To capitalize on the advantages of growing battery use, particularly for electric vehicles, Kenya must improve its infrastructure and procedures for efficiently recycling, recovering, or safely degrading batteries. For instance, The Sustainable Waste Management (Extended Producer Responsibility) Regulations, 2024, and the draft e-waste regulations, seek to regulate end-of-life products such as EV batteries by imposing management responsibilities on producers. These regulations pose necessary but significant compliance challenges for EV battery producers; finding ways to lower compliance of EV battery producers and consumers without compromising environmental sustainability is therefore critical.

Kenya can speed up the adoption of electric vehicles (EVs) and charging equipment by giving tax and financial incentives on battery imports as a short-term solution.
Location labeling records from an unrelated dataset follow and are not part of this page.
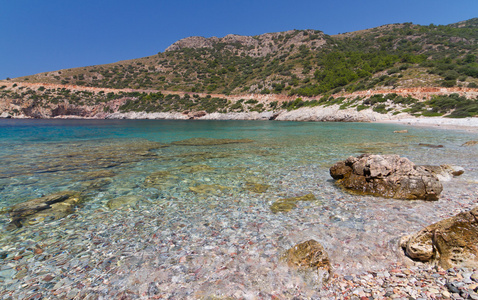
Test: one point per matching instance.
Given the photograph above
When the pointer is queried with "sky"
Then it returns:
(47, 35)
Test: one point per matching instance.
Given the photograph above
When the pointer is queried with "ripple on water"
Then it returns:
(196, 221)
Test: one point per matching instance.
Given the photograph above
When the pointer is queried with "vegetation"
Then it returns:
(298, 63)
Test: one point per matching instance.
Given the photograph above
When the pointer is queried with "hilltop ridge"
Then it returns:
(306, 67)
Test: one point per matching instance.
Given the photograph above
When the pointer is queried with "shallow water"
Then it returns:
(192, 226)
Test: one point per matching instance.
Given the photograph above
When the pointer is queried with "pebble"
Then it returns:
(179, 245)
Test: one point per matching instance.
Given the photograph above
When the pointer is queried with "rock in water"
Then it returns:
(470, 143)
(209, 142)
(452, 242)
(445, 172)
(389, 176)
(309, 254)
(54, 206)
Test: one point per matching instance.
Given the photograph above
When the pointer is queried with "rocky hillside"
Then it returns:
(368, 69)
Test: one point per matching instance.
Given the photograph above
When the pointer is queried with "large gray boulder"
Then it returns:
(452, 242)
(389, 176)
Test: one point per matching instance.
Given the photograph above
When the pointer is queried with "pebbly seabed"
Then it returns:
(194, 219)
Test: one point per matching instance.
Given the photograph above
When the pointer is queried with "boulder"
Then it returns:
(452, 242)
(389, 176)
(309, 255)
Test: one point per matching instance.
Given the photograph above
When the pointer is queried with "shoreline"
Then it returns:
(306, 114)
(466, 124)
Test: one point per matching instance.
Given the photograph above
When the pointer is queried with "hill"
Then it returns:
(296, 63)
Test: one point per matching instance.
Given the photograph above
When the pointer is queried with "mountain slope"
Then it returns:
(301, 62)
(293, 69)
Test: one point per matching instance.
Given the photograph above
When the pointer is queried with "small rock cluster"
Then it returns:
(389, 176)
(401, 282)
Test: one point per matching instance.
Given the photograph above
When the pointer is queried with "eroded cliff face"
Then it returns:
(37, 100)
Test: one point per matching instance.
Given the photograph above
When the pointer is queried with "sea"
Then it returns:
(189, 209)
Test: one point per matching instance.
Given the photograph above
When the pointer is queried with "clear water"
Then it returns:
(223, 240)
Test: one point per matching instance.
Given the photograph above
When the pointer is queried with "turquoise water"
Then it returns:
(188, 209)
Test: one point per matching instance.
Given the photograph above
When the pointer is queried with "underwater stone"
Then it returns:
(54, 206)
(452, 242)
(209, 142)
(287, 204)
(122, 202)
(208, 189)
(256, 187)
(389, 176)
(309, 254)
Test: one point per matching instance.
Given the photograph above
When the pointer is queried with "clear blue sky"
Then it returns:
(46, 35)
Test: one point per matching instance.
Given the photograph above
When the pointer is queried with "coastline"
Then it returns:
(466, 124)
(331, 113)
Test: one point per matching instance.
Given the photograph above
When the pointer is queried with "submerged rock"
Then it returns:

Advances in environmentally conscious highway charging facilities powered by renewable energy will make it more reliable and boost consumer trust. Policies that encourage fleet electrification, like buses and boda-bodas, will help the market grow. While public-private partnerships can help charging networks grow. It’s also important to train people about the long-term savings of electric vehicles (EVs), which cost up to 70% fewer bucks to run than gas-powered cars. On the other hand, over-reliance on imported batteries poses a huge economic and strategic challenge. Importation directs investment and economic benefits to foreign countries, particularly in China’s leading battery supply chain. To this end, Kenya needs to set up programs that facilitate skills transfer and R&D to scale up localization in the medium to longer term. This will help in weaning the sector off imported batteries to build long-term sustainability. Localizing battery cell production provides an opportunity to capture various benefits locally, like promoting job creation throughout the value chain, from raw material extraction and processing to cell manufacturing, assembly, and recycling. Localization enhances economic resilience and supports the burgeoning electric vehicle (EV) industry by providing a consistent, cost-effective, and secure supply of crucial components.
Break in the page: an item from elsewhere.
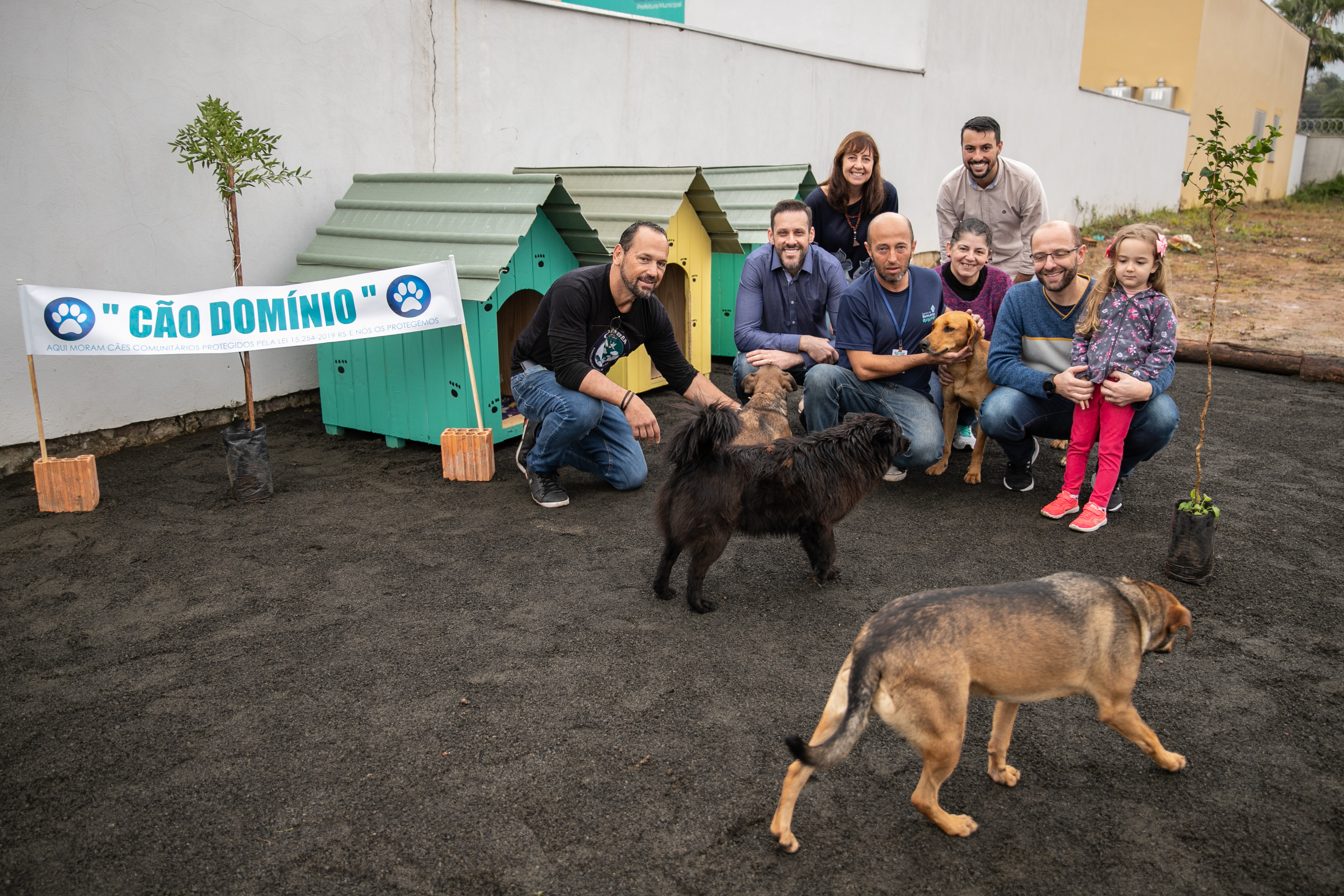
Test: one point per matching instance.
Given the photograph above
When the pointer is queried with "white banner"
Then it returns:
(241, 319)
Beyond localization, Kenya must also prioritize electrifying its transport system, particularly public transit, which serves most citizens. This ensures that the benefits of EV adoption extend beyond manufacturing to everyday mobility and public welfare. This transition is supported by entities like C40, Breathe Cities, and the CCAC. Furthermore, aligning EV policies with Kenya Vision 2030 and its Nationally Determined Contributions (NDCs) will help integrate them into broader sustainability and economic goals, building a strong, low-carbon transportation system.

Kenya’s Path Forward

Momentum is already building for electric mobility in Kenya and across Africa. The government recently developed a draft National E-Mobility Strategy, signaling its intent to accelerate EV uptake through supportive policies, infrastructure development, and fiscal incentives. Elsewhere on the continent, Ethiopia has taken a decisive step by banning the importation of internal combustion engine vehicles, while Ghana has introduced import duty reliefs for EVs to lower costs and encourage adoption. These examples highlight that electric mobility is not just a Kenyan ambition but part of a broader continental and global shift toward sustainable transport. Together, they demonstrate that, despite current barriers, EV adoption is the future of mobility. However, realizing this future depends on expanding charging networks and ensuring reliable, affordable power.
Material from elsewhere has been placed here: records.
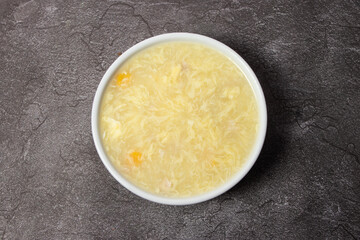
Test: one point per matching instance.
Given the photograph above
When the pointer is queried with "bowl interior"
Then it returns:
(250, 76)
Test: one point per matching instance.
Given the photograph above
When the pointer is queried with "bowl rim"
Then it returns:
(181, 37)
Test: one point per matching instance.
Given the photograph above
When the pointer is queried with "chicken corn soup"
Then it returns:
(178, 119)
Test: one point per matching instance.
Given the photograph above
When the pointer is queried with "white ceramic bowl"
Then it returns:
(208, 42)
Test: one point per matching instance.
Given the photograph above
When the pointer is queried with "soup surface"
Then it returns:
(178, 119)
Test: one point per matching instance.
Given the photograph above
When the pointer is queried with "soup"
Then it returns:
(178, 119)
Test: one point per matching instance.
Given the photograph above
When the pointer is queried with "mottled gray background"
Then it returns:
(306, 183)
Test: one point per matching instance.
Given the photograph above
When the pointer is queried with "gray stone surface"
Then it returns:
(306, 183)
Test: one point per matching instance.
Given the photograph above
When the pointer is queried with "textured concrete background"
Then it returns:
(306, 183)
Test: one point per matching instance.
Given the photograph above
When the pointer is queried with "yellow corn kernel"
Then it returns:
(123, 79)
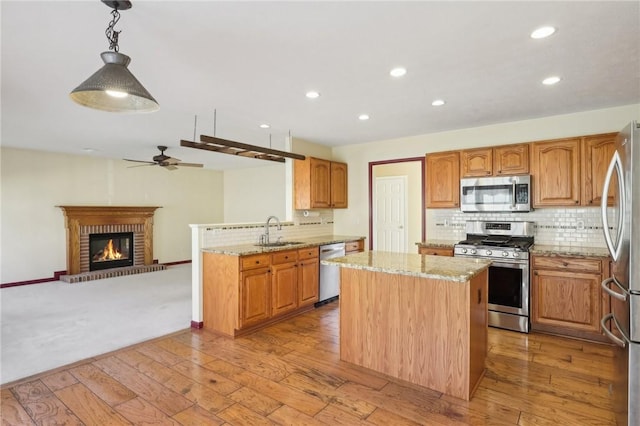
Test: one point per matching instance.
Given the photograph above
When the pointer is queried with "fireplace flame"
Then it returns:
(108, 253)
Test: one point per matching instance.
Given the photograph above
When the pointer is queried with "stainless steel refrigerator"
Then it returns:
(621, 224)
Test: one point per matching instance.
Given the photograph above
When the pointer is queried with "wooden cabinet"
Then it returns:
(284, 283)
(436, 251)
(597, 152)
(319, 183)
(555, 167)
(255, 289)
(308, 276)
(511, 160)
(354, 246)
(338, 185)
(499, 161)
(476, 162)
(243, 293)
(566, 298)
(442, 180)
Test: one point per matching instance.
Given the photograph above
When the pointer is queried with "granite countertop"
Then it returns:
(558, 250)
(457, 269)
(437, 243)
(247, 249)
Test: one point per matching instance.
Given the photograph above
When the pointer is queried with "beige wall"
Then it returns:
(355, 219)
(34, 183)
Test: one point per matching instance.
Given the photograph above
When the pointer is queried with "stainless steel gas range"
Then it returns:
(507, 245)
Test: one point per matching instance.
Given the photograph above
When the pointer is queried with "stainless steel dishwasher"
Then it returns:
(329, 274)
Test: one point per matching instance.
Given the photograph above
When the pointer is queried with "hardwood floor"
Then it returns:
(290, 373)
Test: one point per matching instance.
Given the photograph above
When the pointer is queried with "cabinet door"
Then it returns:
(556, 170)
(284, 291)
(339, 185)
(511, 160)
(308, 281)
(566, 300)
(442, 177)
(320, 183)
(597, 151)
(255, 292)
(476, 162)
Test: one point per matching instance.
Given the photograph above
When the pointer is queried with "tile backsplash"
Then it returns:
(554, 226)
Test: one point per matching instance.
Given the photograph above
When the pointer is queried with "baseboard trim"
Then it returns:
(58, 274)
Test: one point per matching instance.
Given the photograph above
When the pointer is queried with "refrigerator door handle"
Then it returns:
(605, 286)
(615, 165)
(615, 339)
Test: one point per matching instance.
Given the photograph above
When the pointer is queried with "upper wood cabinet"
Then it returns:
(597, 151)
(499, 161)
(442, 180)
(319, 183)
(555, 167)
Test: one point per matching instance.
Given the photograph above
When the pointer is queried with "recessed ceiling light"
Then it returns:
(398, 72)
(543, 32)
(550, 81)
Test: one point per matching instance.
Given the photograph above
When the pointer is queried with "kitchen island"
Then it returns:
(415, 317)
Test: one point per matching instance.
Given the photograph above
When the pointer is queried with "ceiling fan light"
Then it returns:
(114, 77)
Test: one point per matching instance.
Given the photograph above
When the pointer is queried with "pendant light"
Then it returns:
(113, 88)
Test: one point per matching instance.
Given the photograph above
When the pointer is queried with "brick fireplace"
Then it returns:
(84, 223)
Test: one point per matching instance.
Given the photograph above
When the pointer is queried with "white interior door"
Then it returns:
(390, 214)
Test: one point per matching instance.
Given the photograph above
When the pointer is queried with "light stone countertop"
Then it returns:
(248, 249)
(457, 269)
(558, 250)
(437, 243)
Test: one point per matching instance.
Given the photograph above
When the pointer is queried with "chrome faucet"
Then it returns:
(266, 228)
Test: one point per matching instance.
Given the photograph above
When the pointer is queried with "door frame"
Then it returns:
(372, 164)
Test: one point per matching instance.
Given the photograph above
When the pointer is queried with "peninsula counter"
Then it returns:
(415, 317)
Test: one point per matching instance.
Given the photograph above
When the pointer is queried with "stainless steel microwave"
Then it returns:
(496, 194)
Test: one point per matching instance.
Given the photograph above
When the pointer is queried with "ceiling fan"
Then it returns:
(165, 161)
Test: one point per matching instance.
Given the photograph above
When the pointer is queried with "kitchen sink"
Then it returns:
(280, 244)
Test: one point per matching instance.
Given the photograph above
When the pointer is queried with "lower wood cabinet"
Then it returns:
(436, 251)
(247, 292)
(255, 289)
(566, 298)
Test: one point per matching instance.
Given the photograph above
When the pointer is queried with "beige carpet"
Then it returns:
(48, 325)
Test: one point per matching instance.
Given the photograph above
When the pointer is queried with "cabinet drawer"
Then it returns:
(284, 257)
(353, 246)
(582, 265)
(308, 253)
(257, 261)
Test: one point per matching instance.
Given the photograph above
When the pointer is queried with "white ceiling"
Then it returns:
(254, 61)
For Kenya to switch to battery-powered vehicles and bikes, expanding charging facilities in public spaces such as office buildings, malls, and parking areas is critical. This also calls for Kenya’s energy generation and distribution companies, as well as private power producers, to work together to expand the power grid and ensure a steady electricity supply in the future. To achieve this, there needs to be a concerted effort to address the energy deficit and reduce electricity costs to sustain Kenya’s transition to electric mobility.